According to a 2018 COSMED survey, 34% of cosmetic industry players were mainly controlled on the following set:
– PIF (Product Information File)
– Claims and labeling
– Physicochemical and microbiological tests
– GMP (Good Manufacturing Practice)
– Dosage of certain ingredients such as restricted preservatives
United States’ regulatory framework for cosmetic products
In the US, the FDA (Food and Drug Administration) is the one responsible for controls and may send warning letters or import alerts to industries that don’t comply with federal laws. Nonetheless, they have no authority when it comes to recalls and withdrawals.

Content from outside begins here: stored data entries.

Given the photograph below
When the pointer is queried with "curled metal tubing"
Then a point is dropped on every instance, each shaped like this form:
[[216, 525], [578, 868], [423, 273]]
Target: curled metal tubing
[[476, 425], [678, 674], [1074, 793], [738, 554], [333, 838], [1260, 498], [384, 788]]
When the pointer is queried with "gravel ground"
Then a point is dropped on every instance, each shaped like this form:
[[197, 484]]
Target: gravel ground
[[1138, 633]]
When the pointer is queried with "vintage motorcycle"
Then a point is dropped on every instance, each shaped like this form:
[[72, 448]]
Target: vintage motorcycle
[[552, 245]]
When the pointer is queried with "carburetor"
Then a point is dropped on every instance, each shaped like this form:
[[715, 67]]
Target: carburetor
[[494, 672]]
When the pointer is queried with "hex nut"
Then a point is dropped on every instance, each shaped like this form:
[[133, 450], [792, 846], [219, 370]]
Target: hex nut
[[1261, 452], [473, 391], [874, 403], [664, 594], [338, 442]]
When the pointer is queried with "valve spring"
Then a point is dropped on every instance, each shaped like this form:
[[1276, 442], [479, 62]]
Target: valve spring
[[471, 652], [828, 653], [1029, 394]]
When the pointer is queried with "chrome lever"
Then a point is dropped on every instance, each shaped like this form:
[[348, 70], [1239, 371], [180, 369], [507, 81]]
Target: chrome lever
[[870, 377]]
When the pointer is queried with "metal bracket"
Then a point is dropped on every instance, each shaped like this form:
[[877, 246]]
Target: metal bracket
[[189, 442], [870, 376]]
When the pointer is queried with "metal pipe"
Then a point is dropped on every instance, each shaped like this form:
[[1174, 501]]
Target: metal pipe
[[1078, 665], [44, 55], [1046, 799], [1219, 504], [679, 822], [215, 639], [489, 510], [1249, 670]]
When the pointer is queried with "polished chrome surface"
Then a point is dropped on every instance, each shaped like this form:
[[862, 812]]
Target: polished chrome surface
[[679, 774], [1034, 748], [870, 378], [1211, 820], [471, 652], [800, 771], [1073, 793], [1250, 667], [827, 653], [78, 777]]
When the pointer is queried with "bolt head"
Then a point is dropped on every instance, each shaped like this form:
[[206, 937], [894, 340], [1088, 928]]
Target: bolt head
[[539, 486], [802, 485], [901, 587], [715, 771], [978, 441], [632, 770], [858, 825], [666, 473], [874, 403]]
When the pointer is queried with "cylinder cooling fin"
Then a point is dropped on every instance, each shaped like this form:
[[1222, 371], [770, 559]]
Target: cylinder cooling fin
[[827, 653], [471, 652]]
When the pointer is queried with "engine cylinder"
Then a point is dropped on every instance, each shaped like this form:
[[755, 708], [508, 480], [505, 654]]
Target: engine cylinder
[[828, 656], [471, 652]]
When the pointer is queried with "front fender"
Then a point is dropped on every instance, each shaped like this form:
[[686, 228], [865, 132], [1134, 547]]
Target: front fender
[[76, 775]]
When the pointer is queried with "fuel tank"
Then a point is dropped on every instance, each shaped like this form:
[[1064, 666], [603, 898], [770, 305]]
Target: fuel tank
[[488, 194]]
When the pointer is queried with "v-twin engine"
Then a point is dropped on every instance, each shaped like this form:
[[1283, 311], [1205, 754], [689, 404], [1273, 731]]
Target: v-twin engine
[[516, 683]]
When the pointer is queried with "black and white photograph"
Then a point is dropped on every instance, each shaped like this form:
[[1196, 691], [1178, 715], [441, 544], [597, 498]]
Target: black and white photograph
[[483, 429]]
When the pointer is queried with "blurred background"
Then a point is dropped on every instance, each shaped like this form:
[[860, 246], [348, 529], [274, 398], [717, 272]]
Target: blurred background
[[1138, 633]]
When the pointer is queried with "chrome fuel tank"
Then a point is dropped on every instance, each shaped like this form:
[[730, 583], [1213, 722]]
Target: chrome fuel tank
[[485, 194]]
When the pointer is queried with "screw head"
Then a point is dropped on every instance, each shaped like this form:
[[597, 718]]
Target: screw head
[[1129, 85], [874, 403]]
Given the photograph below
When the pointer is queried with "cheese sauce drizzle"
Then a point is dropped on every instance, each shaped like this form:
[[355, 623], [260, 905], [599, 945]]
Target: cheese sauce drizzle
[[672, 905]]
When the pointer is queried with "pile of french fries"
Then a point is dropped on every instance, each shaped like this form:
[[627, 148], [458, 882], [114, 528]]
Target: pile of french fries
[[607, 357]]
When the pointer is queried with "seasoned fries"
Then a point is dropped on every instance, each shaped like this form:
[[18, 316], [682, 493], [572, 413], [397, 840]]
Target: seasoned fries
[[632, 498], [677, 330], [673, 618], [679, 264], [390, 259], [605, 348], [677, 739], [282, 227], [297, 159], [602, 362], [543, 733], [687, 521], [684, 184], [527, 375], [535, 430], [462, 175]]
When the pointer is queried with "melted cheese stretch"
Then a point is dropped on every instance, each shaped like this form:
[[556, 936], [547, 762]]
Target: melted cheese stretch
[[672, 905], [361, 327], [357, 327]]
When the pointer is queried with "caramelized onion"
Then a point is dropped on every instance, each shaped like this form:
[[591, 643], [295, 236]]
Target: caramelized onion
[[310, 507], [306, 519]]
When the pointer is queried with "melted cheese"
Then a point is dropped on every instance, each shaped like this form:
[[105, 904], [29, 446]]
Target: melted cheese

It’s important to note that, comparing to Europe, registering a cosmetic product is not mandatory before placing it on the US market. However, it is highly recommended to take part to the Voluntary Cosmetic Registration Program for statistical purposes.
Canada’s cosmetics regulatory Framework
In Canada, controls are done thanks to Health Canada, under its Consumer Product Safety Program. This program involves product samplings and tests, which are carried out in collaboration with the Canada Border Services Agency (CBSA) and other national and international regulatory agencies. This collaboration prevents non-compliant products from being imported to other countries.
Middle East’s cosmetics regulatory Framework
In the Middle East, cosmetic products are also monitored by national control authorities. The main sources of non-compliance come from:
– the product composition (presence of alcohol and/or pork and its coproducts, % of AHA…)
– therapeutical claims
– rejected tests (microbiology, heavy metals, dioxanes…)
– wrong labeling (mandatory information must be in Arabic)
– incomplete and/or incorrect safety assessment reports
– artworks not adapted to the customs of the Middle East
China’s regulatory framework for cosmetic products
In China, controls for cosmetic products are carried out by the National Medical Products Administration (NMPA) in association with the local FDAs. In 2018, hair dyes were responsible for 53% of the non-compliances detected by the NMPA, such as labeling, composition or microbiology non-compliances. Product recall and discontinuation is ordered and monitored by the local FDAs.
Within the ASEAN (Association of Southeast Asian Nations), in 2018, the FDA (Philippines) and the Drug Administration of Vietnam published respectively 40 and 30 alerts for non-compliant product. The Health Science Authority (Singapore) recalled 21 products.